Well dang if I can find it, but I distinctly recall reading a sidebar in an old college textbook about a feral boy (close to full adulthood, actually) who was discovered in a European forest sometime in the Eighteenth or Nineteenth Century. It was widely thought that the fellow was lost or abandoned in the woods as a small child and learned to survive on his own.
When captured and brought to “civilization”, the “wild man” became a servant to an early behavioral observer. He had trouble learning more than a couple hundred spoken words, and had very serious memory problems (i.e., when given an instruction, he had to perform it right then or risk forgetting it completely. I think he improved over time.
Yeah, I know, it sounds like Tarzan, sounds improbable, could have been just a nutbag, but I swear I read it in a reputable source. If anyone can help me with the citation, I’ll appreciate it.

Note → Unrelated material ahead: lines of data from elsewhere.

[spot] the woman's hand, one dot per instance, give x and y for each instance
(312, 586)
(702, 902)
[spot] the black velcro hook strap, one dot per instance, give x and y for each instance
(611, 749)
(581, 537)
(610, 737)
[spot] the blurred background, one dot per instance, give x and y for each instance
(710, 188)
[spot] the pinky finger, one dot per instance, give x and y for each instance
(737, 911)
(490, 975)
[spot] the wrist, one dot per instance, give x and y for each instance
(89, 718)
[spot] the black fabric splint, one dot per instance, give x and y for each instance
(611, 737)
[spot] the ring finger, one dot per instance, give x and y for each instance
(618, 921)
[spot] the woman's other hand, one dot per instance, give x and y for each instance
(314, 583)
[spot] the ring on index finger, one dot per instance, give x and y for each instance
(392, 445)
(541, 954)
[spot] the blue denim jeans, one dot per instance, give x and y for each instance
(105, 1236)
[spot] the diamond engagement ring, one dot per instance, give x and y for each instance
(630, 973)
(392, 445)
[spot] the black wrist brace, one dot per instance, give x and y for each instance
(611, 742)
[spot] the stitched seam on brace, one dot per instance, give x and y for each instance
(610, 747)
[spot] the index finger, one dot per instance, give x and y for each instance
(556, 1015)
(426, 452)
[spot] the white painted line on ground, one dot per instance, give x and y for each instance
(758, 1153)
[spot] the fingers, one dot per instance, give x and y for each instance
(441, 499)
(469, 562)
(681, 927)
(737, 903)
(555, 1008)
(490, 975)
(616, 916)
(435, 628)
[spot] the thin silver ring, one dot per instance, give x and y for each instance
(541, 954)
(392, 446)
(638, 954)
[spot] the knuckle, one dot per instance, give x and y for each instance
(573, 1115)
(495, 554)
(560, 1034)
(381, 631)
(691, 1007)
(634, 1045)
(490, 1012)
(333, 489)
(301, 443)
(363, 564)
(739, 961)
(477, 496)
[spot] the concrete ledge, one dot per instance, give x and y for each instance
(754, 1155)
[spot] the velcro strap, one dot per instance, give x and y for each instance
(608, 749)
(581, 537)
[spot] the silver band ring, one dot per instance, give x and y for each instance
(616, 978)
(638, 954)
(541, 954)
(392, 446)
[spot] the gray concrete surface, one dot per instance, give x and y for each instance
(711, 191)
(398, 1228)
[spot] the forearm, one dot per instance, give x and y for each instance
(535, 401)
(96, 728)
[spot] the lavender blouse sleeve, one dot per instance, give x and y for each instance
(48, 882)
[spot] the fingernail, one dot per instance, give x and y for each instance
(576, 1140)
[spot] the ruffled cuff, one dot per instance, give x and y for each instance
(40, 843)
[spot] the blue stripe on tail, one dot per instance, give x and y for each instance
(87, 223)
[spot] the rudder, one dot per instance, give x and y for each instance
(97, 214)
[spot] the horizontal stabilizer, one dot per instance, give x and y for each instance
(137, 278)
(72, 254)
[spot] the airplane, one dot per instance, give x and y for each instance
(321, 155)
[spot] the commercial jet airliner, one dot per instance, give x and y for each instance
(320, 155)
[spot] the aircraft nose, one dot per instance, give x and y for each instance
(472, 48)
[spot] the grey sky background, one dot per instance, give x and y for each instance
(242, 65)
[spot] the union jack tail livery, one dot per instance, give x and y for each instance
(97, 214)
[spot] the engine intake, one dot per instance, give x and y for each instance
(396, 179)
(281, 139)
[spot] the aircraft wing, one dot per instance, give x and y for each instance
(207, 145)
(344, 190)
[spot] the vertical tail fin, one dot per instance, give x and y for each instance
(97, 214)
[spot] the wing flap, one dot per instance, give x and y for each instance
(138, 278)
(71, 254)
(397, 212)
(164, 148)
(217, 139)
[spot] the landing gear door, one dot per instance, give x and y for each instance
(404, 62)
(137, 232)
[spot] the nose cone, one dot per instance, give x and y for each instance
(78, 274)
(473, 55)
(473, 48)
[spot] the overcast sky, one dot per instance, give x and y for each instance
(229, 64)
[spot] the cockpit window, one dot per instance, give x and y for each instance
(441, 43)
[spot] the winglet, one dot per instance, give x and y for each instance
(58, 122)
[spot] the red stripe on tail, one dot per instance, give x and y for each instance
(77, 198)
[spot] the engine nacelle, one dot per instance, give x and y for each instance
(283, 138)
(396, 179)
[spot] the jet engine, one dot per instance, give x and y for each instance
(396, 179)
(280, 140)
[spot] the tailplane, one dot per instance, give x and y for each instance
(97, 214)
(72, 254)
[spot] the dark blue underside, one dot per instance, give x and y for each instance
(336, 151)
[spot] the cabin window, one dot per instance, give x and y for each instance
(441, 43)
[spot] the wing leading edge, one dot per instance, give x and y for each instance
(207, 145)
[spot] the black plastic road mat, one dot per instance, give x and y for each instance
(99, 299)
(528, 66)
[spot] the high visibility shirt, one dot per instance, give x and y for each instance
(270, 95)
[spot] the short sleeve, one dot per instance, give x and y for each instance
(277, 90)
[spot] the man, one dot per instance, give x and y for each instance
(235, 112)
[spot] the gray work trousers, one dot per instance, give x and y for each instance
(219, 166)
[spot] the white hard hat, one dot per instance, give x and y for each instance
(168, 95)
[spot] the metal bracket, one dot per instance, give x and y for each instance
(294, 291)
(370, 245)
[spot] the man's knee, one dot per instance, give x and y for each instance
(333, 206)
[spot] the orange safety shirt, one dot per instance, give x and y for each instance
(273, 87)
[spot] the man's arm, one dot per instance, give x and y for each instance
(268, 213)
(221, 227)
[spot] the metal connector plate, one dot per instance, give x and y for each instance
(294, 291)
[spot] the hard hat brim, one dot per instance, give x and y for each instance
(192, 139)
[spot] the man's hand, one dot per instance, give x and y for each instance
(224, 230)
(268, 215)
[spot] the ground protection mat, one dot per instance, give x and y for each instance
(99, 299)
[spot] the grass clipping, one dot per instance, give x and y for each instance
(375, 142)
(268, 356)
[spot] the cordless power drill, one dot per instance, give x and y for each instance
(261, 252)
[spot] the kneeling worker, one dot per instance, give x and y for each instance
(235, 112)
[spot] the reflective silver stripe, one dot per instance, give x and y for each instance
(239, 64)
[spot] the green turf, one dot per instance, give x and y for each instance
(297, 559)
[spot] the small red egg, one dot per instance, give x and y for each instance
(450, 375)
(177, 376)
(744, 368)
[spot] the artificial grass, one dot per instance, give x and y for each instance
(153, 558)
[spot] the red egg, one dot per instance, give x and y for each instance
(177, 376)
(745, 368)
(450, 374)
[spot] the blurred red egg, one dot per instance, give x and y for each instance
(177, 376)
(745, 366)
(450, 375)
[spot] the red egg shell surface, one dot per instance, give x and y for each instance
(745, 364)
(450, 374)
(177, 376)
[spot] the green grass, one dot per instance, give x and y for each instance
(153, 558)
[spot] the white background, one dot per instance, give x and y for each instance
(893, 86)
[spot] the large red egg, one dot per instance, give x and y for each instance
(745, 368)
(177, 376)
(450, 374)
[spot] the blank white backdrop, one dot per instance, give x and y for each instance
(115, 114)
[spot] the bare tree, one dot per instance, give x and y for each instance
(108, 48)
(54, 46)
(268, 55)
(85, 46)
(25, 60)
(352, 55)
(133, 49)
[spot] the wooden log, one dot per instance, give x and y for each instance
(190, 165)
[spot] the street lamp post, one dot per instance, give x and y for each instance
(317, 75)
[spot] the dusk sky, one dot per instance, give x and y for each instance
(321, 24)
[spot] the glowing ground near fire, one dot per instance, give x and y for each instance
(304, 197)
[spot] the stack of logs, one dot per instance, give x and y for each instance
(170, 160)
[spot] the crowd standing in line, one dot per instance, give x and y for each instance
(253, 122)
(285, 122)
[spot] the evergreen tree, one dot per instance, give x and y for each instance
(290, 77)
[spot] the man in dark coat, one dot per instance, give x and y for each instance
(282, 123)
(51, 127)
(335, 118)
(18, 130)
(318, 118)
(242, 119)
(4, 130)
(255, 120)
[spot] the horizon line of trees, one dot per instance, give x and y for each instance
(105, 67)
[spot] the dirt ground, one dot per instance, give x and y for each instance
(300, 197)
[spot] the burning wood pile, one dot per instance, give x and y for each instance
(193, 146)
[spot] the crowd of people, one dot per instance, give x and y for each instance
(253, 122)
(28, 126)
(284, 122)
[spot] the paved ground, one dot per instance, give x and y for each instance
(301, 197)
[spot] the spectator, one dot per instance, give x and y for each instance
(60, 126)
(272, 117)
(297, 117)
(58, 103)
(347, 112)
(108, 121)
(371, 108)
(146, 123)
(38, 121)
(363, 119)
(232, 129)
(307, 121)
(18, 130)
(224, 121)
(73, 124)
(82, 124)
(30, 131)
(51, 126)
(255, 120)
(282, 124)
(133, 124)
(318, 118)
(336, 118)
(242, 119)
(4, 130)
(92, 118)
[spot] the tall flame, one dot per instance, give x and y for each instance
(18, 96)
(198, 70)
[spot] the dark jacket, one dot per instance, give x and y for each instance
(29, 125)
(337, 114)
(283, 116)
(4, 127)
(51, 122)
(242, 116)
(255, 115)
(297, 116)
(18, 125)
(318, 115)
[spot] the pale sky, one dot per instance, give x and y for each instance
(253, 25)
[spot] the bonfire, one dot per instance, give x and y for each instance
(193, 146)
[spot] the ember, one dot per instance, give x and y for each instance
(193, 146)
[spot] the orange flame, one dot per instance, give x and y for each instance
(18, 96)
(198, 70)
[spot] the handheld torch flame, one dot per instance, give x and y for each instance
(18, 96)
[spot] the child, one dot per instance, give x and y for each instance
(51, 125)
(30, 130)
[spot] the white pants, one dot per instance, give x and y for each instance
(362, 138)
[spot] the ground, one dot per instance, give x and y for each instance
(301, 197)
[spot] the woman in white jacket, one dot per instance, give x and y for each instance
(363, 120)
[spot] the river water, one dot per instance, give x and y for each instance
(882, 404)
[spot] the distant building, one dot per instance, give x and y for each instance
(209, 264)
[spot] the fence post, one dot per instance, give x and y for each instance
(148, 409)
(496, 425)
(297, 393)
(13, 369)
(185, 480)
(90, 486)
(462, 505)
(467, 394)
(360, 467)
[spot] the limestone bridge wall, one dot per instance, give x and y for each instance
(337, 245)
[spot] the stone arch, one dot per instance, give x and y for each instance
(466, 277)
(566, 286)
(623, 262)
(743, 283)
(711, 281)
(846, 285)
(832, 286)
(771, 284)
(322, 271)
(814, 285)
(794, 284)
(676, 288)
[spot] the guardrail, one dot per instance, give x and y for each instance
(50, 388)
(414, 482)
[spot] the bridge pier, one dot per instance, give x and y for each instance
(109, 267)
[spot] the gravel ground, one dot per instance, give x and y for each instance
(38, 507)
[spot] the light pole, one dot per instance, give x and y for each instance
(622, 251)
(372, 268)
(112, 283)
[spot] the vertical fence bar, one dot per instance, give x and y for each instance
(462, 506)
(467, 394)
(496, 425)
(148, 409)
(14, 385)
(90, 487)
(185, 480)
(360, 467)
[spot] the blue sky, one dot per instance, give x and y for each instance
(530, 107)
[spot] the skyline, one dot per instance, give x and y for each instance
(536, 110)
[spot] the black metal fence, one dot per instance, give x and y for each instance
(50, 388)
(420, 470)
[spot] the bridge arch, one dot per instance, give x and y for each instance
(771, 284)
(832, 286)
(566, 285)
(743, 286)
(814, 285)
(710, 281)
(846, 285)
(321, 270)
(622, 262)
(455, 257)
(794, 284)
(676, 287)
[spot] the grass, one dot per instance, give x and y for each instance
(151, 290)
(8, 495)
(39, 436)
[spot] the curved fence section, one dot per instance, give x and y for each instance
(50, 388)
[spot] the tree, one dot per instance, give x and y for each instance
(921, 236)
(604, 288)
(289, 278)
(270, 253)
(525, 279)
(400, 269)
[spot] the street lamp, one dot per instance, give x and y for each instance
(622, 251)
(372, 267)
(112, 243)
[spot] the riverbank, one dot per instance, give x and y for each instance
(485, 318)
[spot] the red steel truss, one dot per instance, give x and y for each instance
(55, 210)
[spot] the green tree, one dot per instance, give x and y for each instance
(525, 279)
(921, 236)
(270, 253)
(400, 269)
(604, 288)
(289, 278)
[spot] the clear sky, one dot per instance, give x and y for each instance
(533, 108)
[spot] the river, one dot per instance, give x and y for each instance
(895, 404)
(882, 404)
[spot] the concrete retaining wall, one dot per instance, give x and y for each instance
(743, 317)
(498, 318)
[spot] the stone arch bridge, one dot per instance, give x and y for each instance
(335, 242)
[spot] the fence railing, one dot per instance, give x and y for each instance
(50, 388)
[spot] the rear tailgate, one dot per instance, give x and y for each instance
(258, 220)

Why am I so willing to recount a half-remembered source and expect you to believe it? Well, as a child, I lived for a summer in an orphanage with two people who had a similar upbringing. These two brothers were about ages 9 and 11, had been locked in a single room and fed through a hole in the wall, with virtually no contact with any other people until they were discovered at least two years before I met them. I was about 11 myself, which is worth keeping in mind.
They, too, had serious language and memory problems, but they had no problems whatsoever communicating with one another at a subverbal level that I found fascinating as a kid but cannot easily explain. I recall that the two of them would work together, silently, piecing together puzzles and model airplanes, and playing with legos with a deftness that belied their apparent “retardation,” which is how the other kids described their problem. They were, however, very easily confused and distracted, which the other kids used to keep the two of them in a near-perpetual state of torment and agitation. Even when at their angriest, their expressions were only slightly more animated than what I would call stoic. They never smiled.
Nevertheless, my impression was that their biggest problem was verbal; cognitively they seemed to be brighter than the kids who picked on them, although I can’t give any specific examples other than the way they played with their toys.
I didn’t pick on them, dammit. I hope someone mentions that at my funeral, because it might wind up being the finest thing I ever did.